Lisa Philips, 37, originally received a suspended sentence for stealing £14,700 from her aunt after the judge heard she was seven months pregnant.
The mother of one from Eskdale Place, Newton Aycliffe, County Durham, had told the custody sergeant when she was arrested in June last year she was 13 weeks pregnant.
She maintained the lie when she fell to be sentenced in October last year and in later meetings with the Probation Service, Teesside Crown Court heard.
When Philips avoided jail last year, she was photographed by the press holding her “bump” as she left court, Paul Cleasby, prosecuting, said.
Suspicions were raised among Probation Service staff even after her due date had passed and she showed them pictures of a child she claimed to be her baby.
She eventually claimed she had lost the pregnancy. When she was challenged about what had really happened she finally agreed she had lied to police.

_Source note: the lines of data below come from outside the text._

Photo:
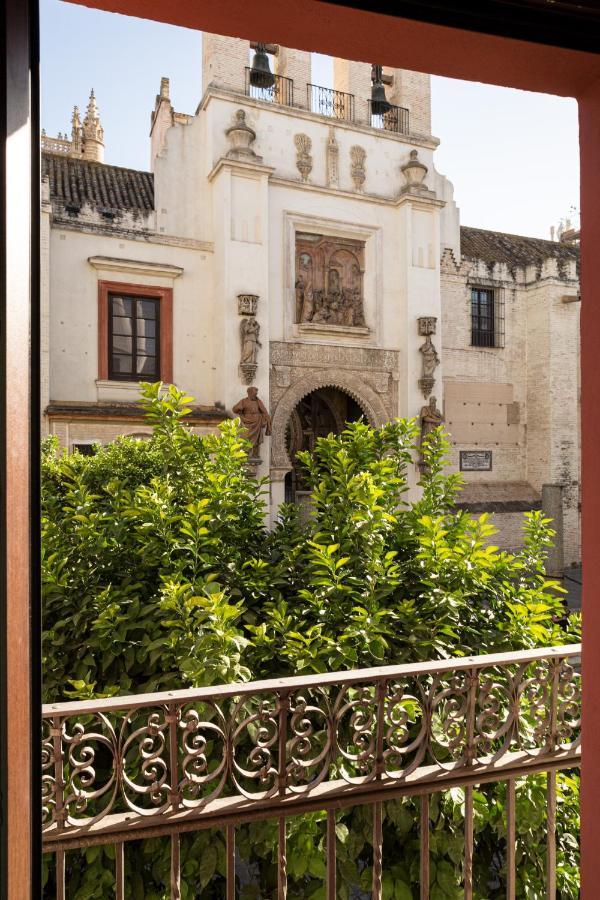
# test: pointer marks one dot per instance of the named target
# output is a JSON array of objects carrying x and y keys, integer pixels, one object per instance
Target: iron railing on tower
[
  {"x": 395, "y": 119},
  {"x": 137, "y": 767},
  {"x": 281, "y": 91},
  {"x": 331, "y": 103}
]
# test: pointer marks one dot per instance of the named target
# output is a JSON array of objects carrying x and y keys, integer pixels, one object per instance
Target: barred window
[
  {"x": 487, "y": 318},
  {"x": 133, "y": 351}
]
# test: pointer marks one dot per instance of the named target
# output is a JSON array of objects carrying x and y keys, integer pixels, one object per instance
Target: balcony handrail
[
  {"x": 128, "y": 768},
  {"x": 343, "y": 677},
  {"x": 395, "y": 120},
  {"x": 330, "y": 102}
]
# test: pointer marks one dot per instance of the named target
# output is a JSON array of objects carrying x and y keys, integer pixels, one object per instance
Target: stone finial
[
  {"x": 92, "y": 132},
  {"x": 76, "y": 133},
  {"x": 414, "y": 172},
  {"x": 241, "y": 137},
  {"x": 303, "y": 158},
  {"x": 358, "y": 156}
]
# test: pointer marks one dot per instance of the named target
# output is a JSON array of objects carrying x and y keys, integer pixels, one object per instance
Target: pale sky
[{"x": 511, "y": 155}]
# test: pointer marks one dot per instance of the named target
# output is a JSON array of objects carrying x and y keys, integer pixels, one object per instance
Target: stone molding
[{"x": 134, "y": 266}]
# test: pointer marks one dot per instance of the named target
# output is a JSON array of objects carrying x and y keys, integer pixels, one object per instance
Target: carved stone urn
[
  {"x": 241, "y": 137},
  {"x": 414, "y": 171}
]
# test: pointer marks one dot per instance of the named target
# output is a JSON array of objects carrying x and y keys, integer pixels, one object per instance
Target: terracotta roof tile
[
  {"x": 513, "y": 249},
  {"x": 82, "y": 181}
]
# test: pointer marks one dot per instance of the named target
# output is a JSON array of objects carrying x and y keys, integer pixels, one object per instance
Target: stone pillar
[
  {"x": 295, "y": 64},
  {"x": 552, "y": 507},
  {"x": 224, "y": 62},
  {"x": 354, "y": 78},
  {"x": 413, "y": 91}
]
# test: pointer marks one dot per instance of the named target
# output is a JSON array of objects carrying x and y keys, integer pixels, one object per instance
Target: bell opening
[{"x": 260, "y": 73}]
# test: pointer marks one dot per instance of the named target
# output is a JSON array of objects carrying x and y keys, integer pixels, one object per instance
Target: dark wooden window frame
[
  {"x": 165, "y": 321},
  {"x": 134, "y": 375}
]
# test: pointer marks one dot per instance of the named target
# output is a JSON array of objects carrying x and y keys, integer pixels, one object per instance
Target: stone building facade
[{"x": 288, "y": 239}]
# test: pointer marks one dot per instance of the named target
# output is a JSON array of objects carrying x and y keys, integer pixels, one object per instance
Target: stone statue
[
  {"x": 430, "y": 357},
  {"x": 249, "y": 331},
  {"x": 254, "y": 417}
]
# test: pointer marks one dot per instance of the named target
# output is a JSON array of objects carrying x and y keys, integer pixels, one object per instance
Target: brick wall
[
  {"x": 295, "y": 64},
  {"x": 354, "y": 78},
  {"x": 413, "y": 91},
  {"x": 224, "y": 61}
]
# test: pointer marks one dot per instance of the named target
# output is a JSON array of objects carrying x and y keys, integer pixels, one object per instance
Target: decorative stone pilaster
[
  {"x": 303, "y": 158},
  {"x": 333, "y": 158},
  {"x": 247, "y": 304},
  {"x": 358, "y": 156},
  {"x": 429, "y": 355}
]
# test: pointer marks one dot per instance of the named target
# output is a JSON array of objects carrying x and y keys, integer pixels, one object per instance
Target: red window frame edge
[{"x": 165, "y": 295}]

Mr Cleasby said: “She claimed she had panicked, she had not set out to improve her situation. Once the lie had been told she simply could not retract.”
Ben Pegman, defending, said: “She is genuinely sorry, embarrassed and ashamed for her actions.
“What started as a lie given in expediency when she was first arrested by the police has spiralled into something extremely serious.
“She recognises she had opportunities throughout the proceedings to correct the lie she gave to police.”
Philips, who has a 16-year-old son, took £14,700 from Tracy Sedgewick because she was concerned her aunt’s partner was going to take the money out of the country. But she ended up keeping it and buying a large TV and PlayStation.
When police investigated she showed them a false NatWest bank statement she had created.
Judge Peter Armstrong, who originally handed out the suspended sentence for theft, said an immediate jail sentence was required.
He said her fake pregnancy was clearly taken into account when he decided it was appropriate to suspend the sentence for the theft, despite his feeling at the time that a custodial sentence was “richly deserved”.
He told her: “You avoided jail because of your bogus mitigation. It would be wholly unjust, not just to Tracy Sedgewick but to the public, if that was to happen again.”
Philips, who pleaded guilty to one count of perverting the course of justice at a previous hearing, was told she will serve half the sentence in prison.